Sort of like a rasp for metal. Ok not really, not nearly as coarse & aggressive as a rasp would be for wood. It's great for faster material removal when you need to shape something. I've only used mine on aluminum & plastic though. Not sure if does well with steel or if it's even recommended. They don't clog as easy on aluminum which is nice. Sadly I don't use mine often & haven't in quite sometime. Haven't had a need to do any shaping by hand.

I do love the long angle ("lathe") files though. I like them so much I bought a case of the Pferd ones.


----------



## Bob Korves (May 15, 2018)

Nicholson production moved to Mexico some time ago, and those were terrible files when they replaced the USA made Nicholson files.  However, lately the Mexican made Nicholson file quality has been improving, and they are now worth buying again, on a cost/quality comparison.  The problem is telling the earlier bad ones from the later better ones that both say Mexico.  If it says Nicholson USA on it, and is in good condition or new, buy it for sure.


----------



## mikey (May 15, 2018)

Tonyss454 said:


> Thanks for the eBay link, it's on the way to me
> 
> Sent from my SAMSUNG-SM-G900A using Tapatalk



Tony, that set goes for almost $300.00, retail. Seller said it looks unused; if so, you got a great deal!


----------



## brav65 (May 16, 2018)

+1 on the Nicholson files from Mexico I took a risk and ordered a set at a steep discount and have been very happy so far.  We will see how they last but for the money they work well.


----------



## mikey (May 16, 2018)

One of my 10" Nicholson lathe files is made in the US, another is made in Brazil. My Grobet Vallorbe one is Swiss. I guess you have to look at the country of origin before buying anything nowadays.


----------



## darkzero (May 16, 2018)

mikey said:


> One of my 10" Nicholson lathe files is made in the US, another is made in Brazil. My Grobet Vallorbe one is Swiss. I guess you have to look at the country of origin before buying anything nowadays.

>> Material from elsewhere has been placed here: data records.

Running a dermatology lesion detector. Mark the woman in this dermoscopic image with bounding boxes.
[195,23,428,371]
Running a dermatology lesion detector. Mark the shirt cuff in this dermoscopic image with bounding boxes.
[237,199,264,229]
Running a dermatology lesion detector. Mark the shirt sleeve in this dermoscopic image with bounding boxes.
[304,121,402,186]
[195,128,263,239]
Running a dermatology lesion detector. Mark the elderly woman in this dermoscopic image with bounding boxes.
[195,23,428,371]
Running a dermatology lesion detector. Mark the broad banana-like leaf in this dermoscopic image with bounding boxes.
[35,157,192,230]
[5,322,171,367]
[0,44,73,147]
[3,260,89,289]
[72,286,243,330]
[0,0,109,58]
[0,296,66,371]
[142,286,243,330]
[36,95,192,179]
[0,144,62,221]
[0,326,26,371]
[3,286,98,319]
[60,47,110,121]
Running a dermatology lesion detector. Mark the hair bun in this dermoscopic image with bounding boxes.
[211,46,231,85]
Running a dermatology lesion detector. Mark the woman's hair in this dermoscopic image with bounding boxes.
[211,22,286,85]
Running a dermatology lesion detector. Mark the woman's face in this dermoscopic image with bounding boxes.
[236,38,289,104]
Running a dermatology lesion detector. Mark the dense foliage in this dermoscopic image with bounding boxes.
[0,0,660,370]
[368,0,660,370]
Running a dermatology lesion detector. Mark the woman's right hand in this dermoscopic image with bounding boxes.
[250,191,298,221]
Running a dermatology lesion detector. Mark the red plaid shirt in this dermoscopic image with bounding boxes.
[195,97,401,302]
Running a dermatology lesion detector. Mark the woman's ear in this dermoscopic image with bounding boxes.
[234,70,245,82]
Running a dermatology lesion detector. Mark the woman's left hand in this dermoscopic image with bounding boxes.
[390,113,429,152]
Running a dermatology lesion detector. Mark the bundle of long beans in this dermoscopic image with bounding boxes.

Most definitely! As you know true of companies like Starrett & Mitutoyo & many others. Grobet too, IIRC the Grobet USA line, some are made in China, some were made in India.


----------



## guitarman0023 (May 16, 2018)

I picked up several black diamond files from a flea market, they have done very well for me after cleaning them up and putting handles on them.


----------



## Bob Korves (May 16, 2018)

Good stuff is made everywhere in the world.  It is not really fair to diss whole countries for the quality of some of their exports.  We just need to judge it for what it is, and that can be a moving target.  I remember when Japanese and Taiwanese exports were terrible.  It is often what is ordered by first world countries, and if they demand the very cheapest stuff, that is what they will get.  It is not really correct to blame the exporting country as a whole for filling orders in the ways buyers demand.  Still, we want to sort out the chaff and find the treasures,, so we pay attention to the sources of our tools.  We should probably pay more attention to the brokers who make the deals, though that is not often knowable.


----------



## mikey (May 16, 2018)

Bob Korves said:


> Good stuff is made everywhere in the world.  It is not really fair to diss whole countries for the quality of some of their exports.  We just need to judge it for what it is, and that can be a moving target.  I remember when Japanese and Taiwanese exports were terrible.  It is often what is ordered by first world countries, and if they demand the very cheapest stuff, that is what they will get.  It is not really correct to blame the exporting country as a whole for filling orders in the ways buyers demand.  Still, we want to sort out the chaff and find the treasures,, so we pay attention to the sources of our tools.  We should probably pay more attention to the brokers who make the deals, though that is not often knowable.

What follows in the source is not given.